Dry eye occurs when your eyes lack adequate moisture or lubrication because your eyes produce poor quality or inadequate tears. You may experience symptoms like a scratchy, burning, stinging sensation in the eyes, light sensitivity, eye redness, or stringy mucus around and in your eyes.
Visit your eye specialist to get a diagnosis for treatment. Read on to learn how dry eye disease is diagnosed.
Your doctor will use a Schirmer’s test to know whether your eyes can remain moist with the tears they produce. They will use a medical paper strip to do the test. They will place it on the lower eyelids and ask you to shut your eyes. The paper strip will absorb your tears to show the water volume in the tear film.
After roughly 5 minutes of absorption, your eye doctor will check how the tears will move along the strip. You may have dry eyes if they travel below 15 mm.
A slit lamp test evaluates if your eyes make enough tears. A slit lamp is a type of microscope. The process begins by placing a drop into your eye. Doing so will help them see your tears easier.
Your eye doctor will look at your eyes and eyelids using a microscope and by shining a thin light into your eye.
Meibomian gland dysfunction can cause severe dry eye. Thus, getting a diagnosis is necessary. A LipiScan® device can determine if your meibomian glands are healthy or blocked. It produces high-resolution images of the meibomian glands.
Your doctor can assess your tear osmolarity and saltiness through a TearLab® test. Your eyes are healthy, lubricated, and moist if you have low and steady osmolarity. Your eye surface can get damaged if you have poor quality and an inadequate quantity.
Your tear film must have the right balance of water, oil, mucus, and the proteins necessary to fight infections. The eye specialist will collect a tear sample and use a TearLab test to assess its osmolarity and composition.

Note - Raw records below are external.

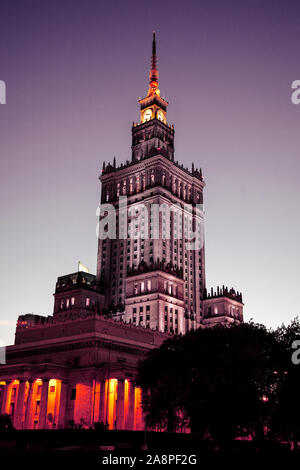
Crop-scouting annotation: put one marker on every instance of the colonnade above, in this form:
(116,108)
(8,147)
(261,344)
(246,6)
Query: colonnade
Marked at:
(47,403)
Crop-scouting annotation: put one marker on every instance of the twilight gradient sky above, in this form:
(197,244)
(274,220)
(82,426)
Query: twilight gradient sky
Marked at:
(74,70)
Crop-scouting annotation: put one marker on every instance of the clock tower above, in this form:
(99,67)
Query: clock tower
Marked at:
(153,131)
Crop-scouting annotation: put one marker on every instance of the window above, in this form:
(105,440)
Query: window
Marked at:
(37,407)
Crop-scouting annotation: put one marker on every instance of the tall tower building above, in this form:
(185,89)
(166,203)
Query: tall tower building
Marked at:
(152,276)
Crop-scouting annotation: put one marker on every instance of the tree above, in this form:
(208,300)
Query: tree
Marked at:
(217,380)
(286,419)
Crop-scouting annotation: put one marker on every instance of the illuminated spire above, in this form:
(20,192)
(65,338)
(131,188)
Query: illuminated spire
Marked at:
(153,76)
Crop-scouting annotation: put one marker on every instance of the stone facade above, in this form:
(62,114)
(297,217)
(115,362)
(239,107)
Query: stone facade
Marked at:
(77,367)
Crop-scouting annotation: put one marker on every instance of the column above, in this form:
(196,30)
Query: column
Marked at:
(28,411)
(5,398)
(102,404)
(19,410)
(2,386)
(120,416)
(130,424)
(62,404)
(44,404)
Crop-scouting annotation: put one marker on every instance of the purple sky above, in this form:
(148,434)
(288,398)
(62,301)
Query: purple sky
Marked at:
(74,71)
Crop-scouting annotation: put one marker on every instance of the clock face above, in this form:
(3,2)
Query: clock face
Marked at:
(147,114)
(160,115)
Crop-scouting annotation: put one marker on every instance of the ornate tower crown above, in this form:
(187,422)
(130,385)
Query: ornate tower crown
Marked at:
(153,75)
(153,106)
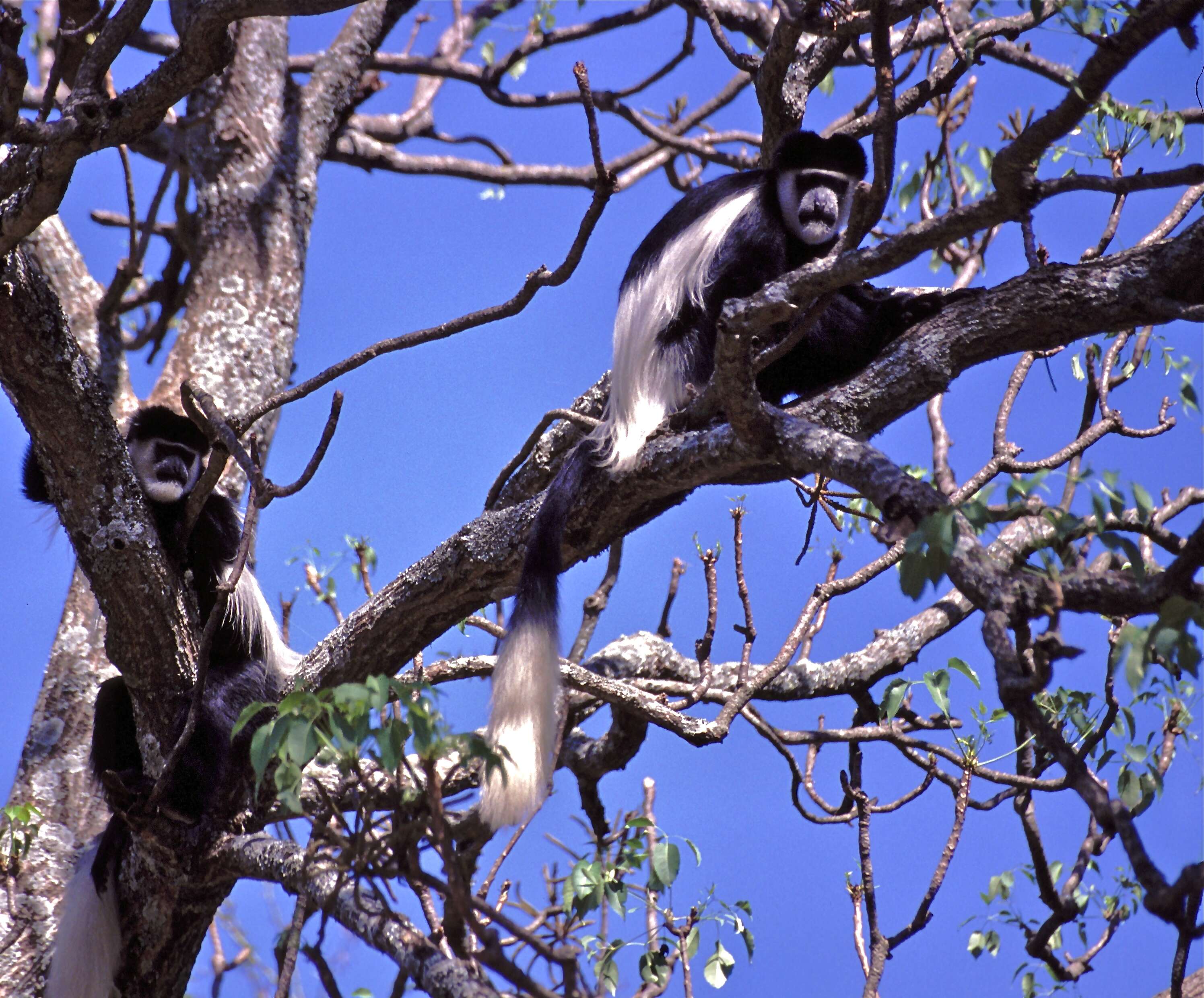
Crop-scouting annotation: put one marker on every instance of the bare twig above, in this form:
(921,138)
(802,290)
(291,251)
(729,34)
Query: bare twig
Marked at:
(676,573)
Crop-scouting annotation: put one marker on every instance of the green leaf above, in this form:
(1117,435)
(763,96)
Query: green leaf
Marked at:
(1144,503)
(958,665)
(654,968)
(666,862)
(977,944)
(691,943)
(747,936)
(719,967)
(938,685)
(607,973)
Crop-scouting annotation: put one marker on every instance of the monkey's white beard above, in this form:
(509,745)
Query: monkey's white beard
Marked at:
(88,942)
(253,618)
(163,492)
(523,720)
(647,383)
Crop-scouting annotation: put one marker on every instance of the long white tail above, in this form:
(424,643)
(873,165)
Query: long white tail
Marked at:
(527,678)
(88,944)
(523,722)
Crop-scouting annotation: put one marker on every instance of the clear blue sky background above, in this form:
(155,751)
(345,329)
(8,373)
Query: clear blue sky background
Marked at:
(424,434)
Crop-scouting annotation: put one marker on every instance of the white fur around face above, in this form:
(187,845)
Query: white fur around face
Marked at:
(88,943)
(523,720)
(814,233)
(647,386)
(142,457)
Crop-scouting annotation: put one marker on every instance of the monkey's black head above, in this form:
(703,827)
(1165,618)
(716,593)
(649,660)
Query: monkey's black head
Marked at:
(167,451)
(816,179)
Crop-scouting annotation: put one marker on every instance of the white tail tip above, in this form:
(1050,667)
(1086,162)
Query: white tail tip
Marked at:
(88,944)
(523,720)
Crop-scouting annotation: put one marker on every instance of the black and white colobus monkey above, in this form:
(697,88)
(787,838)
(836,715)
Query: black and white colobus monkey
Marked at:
(724,240)
(249,661)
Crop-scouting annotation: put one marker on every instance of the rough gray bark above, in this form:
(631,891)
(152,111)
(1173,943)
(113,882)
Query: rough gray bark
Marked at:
(257,191)
(481,563)
(54,767)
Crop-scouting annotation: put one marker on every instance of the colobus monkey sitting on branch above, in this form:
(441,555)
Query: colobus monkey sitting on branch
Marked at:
(248,661)
(724,240)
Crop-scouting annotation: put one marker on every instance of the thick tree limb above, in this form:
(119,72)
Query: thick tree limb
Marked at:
(358,909)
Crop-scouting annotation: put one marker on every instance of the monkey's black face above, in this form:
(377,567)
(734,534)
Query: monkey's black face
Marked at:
(814,204)
(167,470)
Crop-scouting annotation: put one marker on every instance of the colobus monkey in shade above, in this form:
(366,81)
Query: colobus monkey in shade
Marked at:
(724,240)
(248,662)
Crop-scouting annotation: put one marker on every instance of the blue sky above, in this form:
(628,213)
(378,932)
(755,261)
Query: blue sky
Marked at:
(424,434)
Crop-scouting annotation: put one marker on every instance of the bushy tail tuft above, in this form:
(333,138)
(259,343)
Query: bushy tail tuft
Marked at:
(88,944)
(527,678)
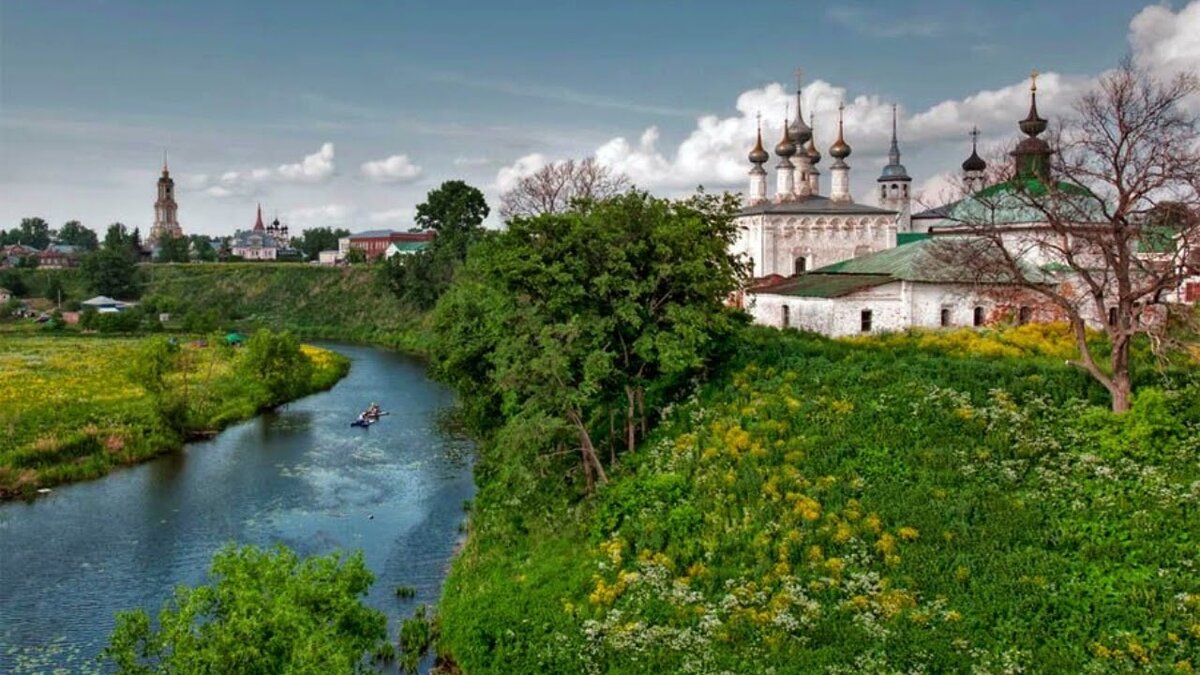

Tear breakup time tests how long your eyes take to evaporate. Quick evaporation leads to dry eyes. Your doctor uses blotting paper with an orange dye. The blotting paper must be sterile, as it must touch your eyes. The dye coats and spreads on your tear film when you blink.
The test entails using blue light to track the tear evaporation rate. Your eye specialist will highlight damage on your corneal surface or issues that could lead to dry eyes.
A phenol red thread test helps examine the tears’ aqueous layer, determining its reduction. The test also evaluates your tear volume. A weakened aqueous layer leads to dry eyes. It reduces how your tears spread across your eye surface.
The specialist will use a red string and then drape it on your eyes. After doing so, they will observe the number of tears produced within a few seconds.